1970 sonlarından itibaren ABD’ye karşı daha kesin bir tutum aldı ve bu durum ABD’nin misillemeleri ile son yıllarda çeşitli sürtüşmelere yol açtı. 1982’den sonra Arap dünyası ile daha iyi ilişkiler kurmaya yönelen Kaddafi, Tunus ile ilişkilerini düzeltti ve son olarak Batı Sahra’daki bağımsızlık mücadelesinden desteğini çekerek Fas ile iyi ilişkiler kurdu. Bu arada 1982-1983’te Afrika Birliği Örgütü dönem başkanlığını yaptı. Kaddafi bu dış siyaseti yürüttüğü sırada içerde de Libya’nın tek yöneticisi olarak bir takım atılımlar yaptı. 1971’de ülkenin tek partisi olarak Arap Sosyalist Birliği’ni kurdu. Ertesi yıl rejim aleyhtarı çalışmalara karşı ağır cezalar getirdi. 16 Haziran 1972’de DKK başkanlığı ve başkomutanlık dışında bütün görevlerinden ayrıldı. Caliud başkanlığında sivil ağırlıklı bir hükümet kuruldu. 4,2 milyar dolarlık bir fon ayrılarak beş yıllık bir kalkınma planı hazırlattı. Karayolu, liman, sınai işletme, hastane ve konut yapımı hızlandırıldı. Çölleri yerleşime elverişli hale getirmek için büyük yatırımlar başlatıldı.
“Kültür Devrimi”
Kaddafi 1973 Nisan’ında yaptığı bir konuşmayla “kültür devrimi” diye bilinen hareketi başlattı. Bu hareketin amacı halka “maddeci kapitalizm ve dinsiz komünizm” dışında üçüncü bir yol olarak İslam düşüncesini benimsetmek, bürokrasiye karşı mücadele etmek, halkı doğrudan yönetime katmak ve devrimci kitleleri silahlandırmak olarak belirtildi. Bu doğrultuda başta fabrikalar, çiftlikler, hükümet daireleri ve okullarda olmak üzere dört yüzden fazla halk komitesi kuruldu. Bu arada gençleri zehirlediği gerekçesiyle bazı kitaplar yakıldı, geniş çapta görevden almalar ve tutuklamalar oldu. Bu hareket bir süre sonra yavaşladıysa da, Libya’nın iç siyasi yapısında önemli bir dönüm noktası oldu. 1975’te DKK üyeleri, halk kongreleri, halk komiteleri ile meslek kuruluşları temsilcilerinden oluşan 618 üyeli Arap Sosyalist Birliği Genel Ulusal Kongresi oluşturuldu. Ocak 1976’da ilk oturumunu yapan bu kongre Genel Halk Kongresi adını aldı. Ardından Mart 1977’de ülkenin resmi adı Libya Sosyalist Arap Halk Cemahiriyesi olarak değiştirilirken, Devrim Komuta Konseyi de dağıtıldı ve Kaddafi Genel Halk Kongresi Genel Sekreteri oldu. Bakanlar Kurulu’nun yerini çeşitli bölüm sekreterliklerinden oluşan Genel Halk Komitesi aldı. 1979 Ekim ayından sonra yurt dışındaki elçilikler de “halk büroları”na dönüştürüldü. Bu arada son yıllarda Kaddafi’nin yurt dışındaki muhaliflerini ortadan kaldırma yoluna başvurduğu görüldü, içerde duruma hakim görünmekle birlikte, son yıllarda bazı güçlükler ve hoşnutsuzluklarla karşılaştı.
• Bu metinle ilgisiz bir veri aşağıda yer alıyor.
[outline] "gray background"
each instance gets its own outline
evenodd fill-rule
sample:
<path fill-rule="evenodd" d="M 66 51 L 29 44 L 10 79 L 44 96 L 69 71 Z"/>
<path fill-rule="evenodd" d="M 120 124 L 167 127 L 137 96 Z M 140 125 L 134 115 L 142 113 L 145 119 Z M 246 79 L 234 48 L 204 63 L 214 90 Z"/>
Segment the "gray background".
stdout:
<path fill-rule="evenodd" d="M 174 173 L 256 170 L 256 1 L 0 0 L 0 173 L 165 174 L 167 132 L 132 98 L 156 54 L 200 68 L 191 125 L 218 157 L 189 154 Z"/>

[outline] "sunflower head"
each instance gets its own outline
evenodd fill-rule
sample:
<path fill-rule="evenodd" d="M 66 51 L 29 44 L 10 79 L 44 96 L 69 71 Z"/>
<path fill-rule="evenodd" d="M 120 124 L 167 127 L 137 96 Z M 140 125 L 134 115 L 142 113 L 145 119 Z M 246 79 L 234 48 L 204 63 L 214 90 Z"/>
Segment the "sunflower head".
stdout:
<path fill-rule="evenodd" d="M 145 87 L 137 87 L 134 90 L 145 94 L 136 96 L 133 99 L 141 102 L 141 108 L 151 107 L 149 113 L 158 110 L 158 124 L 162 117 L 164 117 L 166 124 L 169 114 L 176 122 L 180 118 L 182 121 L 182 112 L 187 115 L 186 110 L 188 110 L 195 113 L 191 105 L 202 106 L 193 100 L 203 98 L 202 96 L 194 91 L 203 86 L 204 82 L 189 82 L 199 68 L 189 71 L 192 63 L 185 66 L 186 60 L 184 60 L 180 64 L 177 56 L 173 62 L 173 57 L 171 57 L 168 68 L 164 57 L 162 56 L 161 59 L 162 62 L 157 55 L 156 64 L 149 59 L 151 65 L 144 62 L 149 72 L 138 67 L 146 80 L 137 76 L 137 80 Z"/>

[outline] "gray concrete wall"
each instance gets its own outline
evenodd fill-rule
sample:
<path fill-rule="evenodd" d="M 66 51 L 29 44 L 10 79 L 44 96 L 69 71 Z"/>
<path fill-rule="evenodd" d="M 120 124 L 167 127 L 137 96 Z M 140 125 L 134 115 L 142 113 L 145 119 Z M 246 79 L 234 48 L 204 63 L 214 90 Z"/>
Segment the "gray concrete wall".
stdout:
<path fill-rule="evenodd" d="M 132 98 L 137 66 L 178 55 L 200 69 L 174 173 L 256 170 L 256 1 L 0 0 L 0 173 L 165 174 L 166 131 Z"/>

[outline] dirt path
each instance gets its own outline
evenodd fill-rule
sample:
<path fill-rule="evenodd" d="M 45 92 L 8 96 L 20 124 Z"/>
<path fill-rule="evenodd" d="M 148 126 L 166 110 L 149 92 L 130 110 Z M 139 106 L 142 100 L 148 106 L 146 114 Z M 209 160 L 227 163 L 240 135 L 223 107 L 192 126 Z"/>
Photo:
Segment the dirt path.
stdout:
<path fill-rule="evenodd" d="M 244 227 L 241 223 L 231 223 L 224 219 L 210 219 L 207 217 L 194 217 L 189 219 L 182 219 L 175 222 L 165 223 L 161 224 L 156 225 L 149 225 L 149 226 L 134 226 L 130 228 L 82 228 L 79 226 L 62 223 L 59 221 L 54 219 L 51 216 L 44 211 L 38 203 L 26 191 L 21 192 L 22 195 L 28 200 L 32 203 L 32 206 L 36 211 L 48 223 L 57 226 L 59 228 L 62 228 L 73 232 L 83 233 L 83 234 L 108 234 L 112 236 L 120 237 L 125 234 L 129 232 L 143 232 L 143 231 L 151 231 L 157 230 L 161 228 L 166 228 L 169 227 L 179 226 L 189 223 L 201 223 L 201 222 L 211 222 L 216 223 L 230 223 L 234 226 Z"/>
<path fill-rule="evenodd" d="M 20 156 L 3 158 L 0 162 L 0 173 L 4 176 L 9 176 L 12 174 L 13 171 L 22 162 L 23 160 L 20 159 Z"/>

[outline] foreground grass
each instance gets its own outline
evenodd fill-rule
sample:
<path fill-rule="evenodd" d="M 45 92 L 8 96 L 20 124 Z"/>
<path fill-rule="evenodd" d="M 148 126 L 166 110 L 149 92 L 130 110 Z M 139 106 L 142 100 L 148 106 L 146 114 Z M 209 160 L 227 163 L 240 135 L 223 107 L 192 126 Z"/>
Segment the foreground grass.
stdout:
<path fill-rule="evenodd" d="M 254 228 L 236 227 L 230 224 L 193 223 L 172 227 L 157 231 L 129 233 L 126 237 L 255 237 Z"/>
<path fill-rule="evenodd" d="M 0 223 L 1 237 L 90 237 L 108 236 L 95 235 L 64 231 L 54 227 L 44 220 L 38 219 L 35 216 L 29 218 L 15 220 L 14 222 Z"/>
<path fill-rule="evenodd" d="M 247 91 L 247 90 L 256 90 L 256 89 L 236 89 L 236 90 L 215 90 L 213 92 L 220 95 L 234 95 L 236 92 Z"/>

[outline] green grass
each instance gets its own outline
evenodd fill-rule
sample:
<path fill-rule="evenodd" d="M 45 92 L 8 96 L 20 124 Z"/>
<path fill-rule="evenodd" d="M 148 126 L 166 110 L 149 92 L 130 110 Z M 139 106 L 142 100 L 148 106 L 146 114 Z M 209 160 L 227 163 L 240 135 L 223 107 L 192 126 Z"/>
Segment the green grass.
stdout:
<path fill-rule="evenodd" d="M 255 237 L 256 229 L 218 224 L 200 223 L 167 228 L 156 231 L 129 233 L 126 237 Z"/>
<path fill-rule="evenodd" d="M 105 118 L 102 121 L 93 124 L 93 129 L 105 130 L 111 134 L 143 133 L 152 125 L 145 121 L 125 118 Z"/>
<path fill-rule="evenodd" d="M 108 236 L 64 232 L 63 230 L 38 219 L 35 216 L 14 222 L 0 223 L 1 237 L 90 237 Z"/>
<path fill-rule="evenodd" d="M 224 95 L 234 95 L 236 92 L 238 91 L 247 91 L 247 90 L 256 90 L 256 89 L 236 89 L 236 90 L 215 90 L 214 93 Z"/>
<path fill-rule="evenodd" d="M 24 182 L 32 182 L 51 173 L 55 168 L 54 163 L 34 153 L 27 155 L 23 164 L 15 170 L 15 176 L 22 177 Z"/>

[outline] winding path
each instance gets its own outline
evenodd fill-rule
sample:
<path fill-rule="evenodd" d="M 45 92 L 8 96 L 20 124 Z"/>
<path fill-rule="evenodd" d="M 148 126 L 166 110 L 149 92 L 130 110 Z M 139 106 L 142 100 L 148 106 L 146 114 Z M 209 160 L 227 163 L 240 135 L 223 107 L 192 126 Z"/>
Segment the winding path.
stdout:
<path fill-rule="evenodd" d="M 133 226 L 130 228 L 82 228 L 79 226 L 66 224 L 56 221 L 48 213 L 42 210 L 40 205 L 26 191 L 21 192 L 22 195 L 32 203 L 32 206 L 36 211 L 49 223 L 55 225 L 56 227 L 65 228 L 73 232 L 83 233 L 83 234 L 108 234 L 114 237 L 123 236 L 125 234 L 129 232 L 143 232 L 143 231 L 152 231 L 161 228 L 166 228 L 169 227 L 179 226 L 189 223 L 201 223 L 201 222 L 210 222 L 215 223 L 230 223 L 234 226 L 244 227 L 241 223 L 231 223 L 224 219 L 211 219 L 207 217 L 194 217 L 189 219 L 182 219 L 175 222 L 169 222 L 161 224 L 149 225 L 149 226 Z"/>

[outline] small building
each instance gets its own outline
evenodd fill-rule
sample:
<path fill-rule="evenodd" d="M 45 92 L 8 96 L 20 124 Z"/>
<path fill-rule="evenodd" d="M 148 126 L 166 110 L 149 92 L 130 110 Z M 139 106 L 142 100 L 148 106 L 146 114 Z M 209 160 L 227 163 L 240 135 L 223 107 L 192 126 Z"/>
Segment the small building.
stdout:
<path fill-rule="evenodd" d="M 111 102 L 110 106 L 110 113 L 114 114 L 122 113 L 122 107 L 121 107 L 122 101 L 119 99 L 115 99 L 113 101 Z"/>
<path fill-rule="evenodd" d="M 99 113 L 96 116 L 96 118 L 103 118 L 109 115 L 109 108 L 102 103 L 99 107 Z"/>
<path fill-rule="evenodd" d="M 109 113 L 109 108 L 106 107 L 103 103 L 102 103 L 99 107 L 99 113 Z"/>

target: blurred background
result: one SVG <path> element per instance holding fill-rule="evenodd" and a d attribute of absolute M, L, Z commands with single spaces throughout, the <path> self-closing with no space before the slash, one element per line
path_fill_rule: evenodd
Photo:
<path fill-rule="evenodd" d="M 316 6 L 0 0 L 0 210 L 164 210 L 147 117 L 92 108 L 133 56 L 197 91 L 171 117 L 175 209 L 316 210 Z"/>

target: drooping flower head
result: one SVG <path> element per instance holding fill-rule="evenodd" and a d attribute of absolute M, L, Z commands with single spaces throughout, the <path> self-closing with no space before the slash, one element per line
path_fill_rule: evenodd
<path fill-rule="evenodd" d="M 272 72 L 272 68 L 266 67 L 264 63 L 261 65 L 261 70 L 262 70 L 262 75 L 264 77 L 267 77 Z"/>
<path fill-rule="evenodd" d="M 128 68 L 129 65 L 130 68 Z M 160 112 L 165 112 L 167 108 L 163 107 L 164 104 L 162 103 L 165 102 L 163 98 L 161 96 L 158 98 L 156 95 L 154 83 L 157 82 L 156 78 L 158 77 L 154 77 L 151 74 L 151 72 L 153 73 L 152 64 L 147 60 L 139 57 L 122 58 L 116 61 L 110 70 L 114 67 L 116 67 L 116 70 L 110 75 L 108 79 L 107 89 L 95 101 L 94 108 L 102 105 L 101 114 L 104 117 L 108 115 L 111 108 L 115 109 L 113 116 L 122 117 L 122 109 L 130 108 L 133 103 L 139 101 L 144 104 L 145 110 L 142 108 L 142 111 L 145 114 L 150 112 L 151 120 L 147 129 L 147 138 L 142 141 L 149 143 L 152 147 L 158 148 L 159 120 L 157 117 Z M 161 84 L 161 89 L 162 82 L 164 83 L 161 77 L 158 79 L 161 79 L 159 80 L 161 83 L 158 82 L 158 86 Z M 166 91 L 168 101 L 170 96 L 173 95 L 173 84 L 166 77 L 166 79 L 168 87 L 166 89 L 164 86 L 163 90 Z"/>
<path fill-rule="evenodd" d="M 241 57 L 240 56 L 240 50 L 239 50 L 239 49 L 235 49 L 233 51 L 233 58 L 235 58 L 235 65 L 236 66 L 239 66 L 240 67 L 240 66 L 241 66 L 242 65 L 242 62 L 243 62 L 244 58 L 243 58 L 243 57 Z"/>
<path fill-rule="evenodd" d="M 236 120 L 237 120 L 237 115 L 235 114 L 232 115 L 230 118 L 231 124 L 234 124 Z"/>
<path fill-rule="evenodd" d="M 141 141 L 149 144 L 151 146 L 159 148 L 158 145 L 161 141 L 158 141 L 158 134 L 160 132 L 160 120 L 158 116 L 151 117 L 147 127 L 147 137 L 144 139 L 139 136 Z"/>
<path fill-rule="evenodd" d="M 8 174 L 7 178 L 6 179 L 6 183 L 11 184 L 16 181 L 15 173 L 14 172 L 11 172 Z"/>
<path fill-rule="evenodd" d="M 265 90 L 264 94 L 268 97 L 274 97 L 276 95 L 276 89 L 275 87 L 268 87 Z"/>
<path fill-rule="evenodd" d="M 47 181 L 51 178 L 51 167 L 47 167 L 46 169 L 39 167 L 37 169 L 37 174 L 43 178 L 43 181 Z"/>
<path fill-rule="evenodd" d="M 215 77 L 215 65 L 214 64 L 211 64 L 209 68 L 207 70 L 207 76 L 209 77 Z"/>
Afrika Birliği Örgütü’nün dönem başkanlığını yaptı (1982-1983). Kaddafi, 1974 Kıbrıs Barış Harekâtı döneminde Amerikan ambargosunu hiçe sayıp Türkiye’ye önemli ölçüde petrol ihraç etmiştir. Ancak daha sonraları Türkiye’yi ABD ve İsrail ile yakınlaşıp beraber hareket etmekle suçlayan Kaddafi, 1996 yılında Necmettin Erbakan’ı çadırında ağarlayıp azarladı. Kaddafi, 1998 yılında Türkiye ile Suriye’nin arasının gerilmesinden sonra Türkiye’nin Kürt ayrımcılığı yaptığını ve İsrail’in Suriye’yi işgalini kolaylaştırmada öncü rol oynadığını ifade etti. Ayrıca Kaddafi, Türkiye’nin Suriye’ye saldırması halinde, Libya’daki Türk şirketlerini kapatacaklarını ve yerine Yunan şirketlerinin çalışmasına izin vereceklerini açıkladı.
Son zamanları ve ölümü
2011 yılında Arap Baharı’nın etkisiyle ülkede bir iç savaş yaşandı. 23 Ağustos 2011 günü Trablus’un düşmesiyle Kaddafi rejimi yıkıldı. 20 Ekim 2011 tarihinde, memleketi Sirte’de, Ulusal Geçiş Konseyi askerleri tarafından yakalandı. Sol kulak ile göz aralığının ortasında ve sağ alt karın boşluğundaki kurşun izleri bulunuyor. Muhaliflerin çekmiş olduğu videolarda Kaddafi‘nin darp edildiği ortadadır. Linç edilerek öldürülmesi bazı çevrelerde tepkiye sebep olmuştur. Kaddafi‘nin cesedi “Afrika Pazarı” adı verilen bir pazardaki soğuk hava deposunda tutuldu ve isteyen insanlar Kaddafi‘nin cesedi ile fotoğraf ve video çektirdiler.Kaddafi 25 Ekim 2011 tarihinde Sahra Çölü’nde kimsenin bilmediği bir yere gömülmüştür.